Heading back to school, Gamby is joined by Snodgrass. They see Dascious, who once again runs off as they try to catch him. He eventually makes his way to Brown's conference, and uses a speaker to explain his regrets and how he wants to be with his family again. Brown claims that he cannot live with them, but that he is always welcome to visit his children at the motel. They then head out to the children's room, just as Russell gets them in time. Snodgrass decides to let Gamby read her manuscript, and they both kiss for the first time. As he leaves the school, Gamby is called by Gale, who informs him that Janelle had a motocross incident and she has been calling his name. Russell drives Gamby to the hospital, where Gamby consoles a crying Janelle.

==Production==
===Development===
In July 2016, HBO confirmed that the episode would be titled "The Good Book", and that it would be written by series co-creator Danny McBride, co-executive producer John Carcieri, and Hayes Davenport, and directed by series co-creator Jody Hill. This was McBride's seventh writing credit, Carcieri's sixth writing credit, Davenport's second writing credit, and Hill's sixth directing credit.

==Reception==
===Viewers===
In its original American broadcast, "The Good Book" was seen by an estimated 0.620 million household viewers with a 0.3 in the 18–49 demographics. This means that 0.3 percent of all households with televisions watched the episode. This was a 28% decrease in viewership from the previous episode, which was watched by 0.854 million viewers with a 0.4 in the 18–49 demographics.

===Critical reviews===
"The Good Book" received mixed reviews from critics. Kyle Fowle of The A.V. Club gave the episode a "C+" grade and wrote, "As much as 'The Good Book' builds off of existing characterizations and really is a nicely done, surreal homage, it does more harm than good in terms of the show's momentum and the sense that it's got everything figured out."
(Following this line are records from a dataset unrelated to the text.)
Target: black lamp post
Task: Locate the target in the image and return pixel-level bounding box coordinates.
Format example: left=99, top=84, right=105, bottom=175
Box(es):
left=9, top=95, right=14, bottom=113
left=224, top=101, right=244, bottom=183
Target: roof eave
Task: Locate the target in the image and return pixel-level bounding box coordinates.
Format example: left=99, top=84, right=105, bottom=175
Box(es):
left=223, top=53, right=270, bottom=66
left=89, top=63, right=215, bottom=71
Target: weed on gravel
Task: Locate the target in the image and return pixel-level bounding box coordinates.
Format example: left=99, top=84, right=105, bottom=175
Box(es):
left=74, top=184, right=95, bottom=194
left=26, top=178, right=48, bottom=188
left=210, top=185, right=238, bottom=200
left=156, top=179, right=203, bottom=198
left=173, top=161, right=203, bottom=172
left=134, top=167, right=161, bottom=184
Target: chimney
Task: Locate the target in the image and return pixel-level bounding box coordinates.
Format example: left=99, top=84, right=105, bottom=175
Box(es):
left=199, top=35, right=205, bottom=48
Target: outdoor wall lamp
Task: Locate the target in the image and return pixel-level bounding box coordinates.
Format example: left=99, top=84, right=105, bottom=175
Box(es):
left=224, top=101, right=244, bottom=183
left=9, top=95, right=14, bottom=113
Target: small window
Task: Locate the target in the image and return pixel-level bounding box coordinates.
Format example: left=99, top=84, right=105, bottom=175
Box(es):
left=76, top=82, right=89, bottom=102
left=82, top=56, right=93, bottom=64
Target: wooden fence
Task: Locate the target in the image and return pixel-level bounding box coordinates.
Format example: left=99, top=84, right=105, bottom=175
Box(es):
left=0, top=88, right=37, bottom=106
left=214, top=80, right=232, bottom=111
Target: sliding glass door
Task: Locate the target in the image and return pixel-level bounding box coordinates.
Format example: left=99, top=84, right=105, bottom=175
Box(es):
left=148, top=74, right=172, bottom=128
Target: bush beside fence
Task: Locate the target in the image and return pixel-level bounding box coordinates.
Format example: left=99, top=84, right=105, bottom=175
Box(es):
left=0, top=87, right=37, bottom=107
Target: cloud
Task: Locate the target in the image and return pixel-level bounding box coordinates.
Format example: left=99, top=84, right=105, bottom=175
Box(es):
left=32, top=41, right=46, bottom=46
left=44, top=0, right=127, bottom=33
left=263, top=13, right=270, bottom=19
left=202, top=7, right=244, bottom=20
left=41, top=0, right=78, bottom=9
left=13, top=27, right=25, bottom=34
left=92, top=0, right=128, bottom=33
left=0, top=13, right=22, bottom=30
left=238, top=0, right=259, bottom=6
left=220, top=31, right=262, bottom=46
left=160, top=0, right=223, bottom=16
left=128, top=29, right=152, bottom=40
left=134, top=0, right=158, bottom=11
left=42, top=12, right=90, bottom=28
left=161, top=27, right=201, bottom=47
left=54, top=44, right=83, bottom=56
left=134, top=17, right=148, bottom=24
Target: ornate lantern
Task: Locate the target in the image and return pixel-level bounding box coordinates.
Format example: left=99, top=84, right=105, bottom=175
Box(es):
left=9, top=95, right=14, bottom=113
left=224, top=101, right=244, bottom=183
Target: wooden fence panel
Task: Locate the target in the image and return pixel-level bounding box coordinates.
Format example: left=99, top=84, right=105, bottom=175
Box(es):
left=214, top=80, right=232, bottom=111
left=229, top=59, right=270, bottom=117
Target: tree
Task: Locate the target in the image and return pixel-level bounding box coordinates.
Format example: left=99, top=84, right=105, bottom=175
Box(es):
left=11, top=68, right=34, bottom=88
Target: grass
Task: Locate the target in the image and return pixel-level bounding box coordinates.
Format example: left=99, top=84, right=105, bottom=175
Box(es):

Andrew Lapin of Vulture gave the episode a 2 star rating out of 5 and wrote, "The problem with isolating all the major characters in the school together, each with their cute little story lines, is that it reveals just how fundamentally uninteresting most of them are. Apart from Gamby, Russell, and Dr. Brown, everyone is driven by petty, sitcom-y grievances: jealousy (Ms. Abbott and Bill Hayden), mild infatuation (Snodgrass), the desire to get high (Brown's kids). A series that began with a thousand think pieces accusing it of pushing bad-taste comedy too far has somehow, by its seventh episode, become a milquetoast affair."

Nick Harley of Den of Geek gave the episode a 3.5 star rating out of 5 and wrote, "This week, Vice Principals played several moments straight, and tonight the show seemed to transcend the label of a comedy series, instead presenting itself like some sort of adult version of a Coming-of-Age John Hughes movie." Jacob Hall of Esquire wrote, "Fatherhood hasn't transformed Gamby into a stand-up man, of course. The humiliations of last week still sting in the opening scenes of "The Good Book," with Gamby returning a few of his daughter's homemade gifts because surely her stepfather will appreciate them more. It's a pitch-perfect depiction of self-loathing, a hilarious non-apology played to perfection by McBride."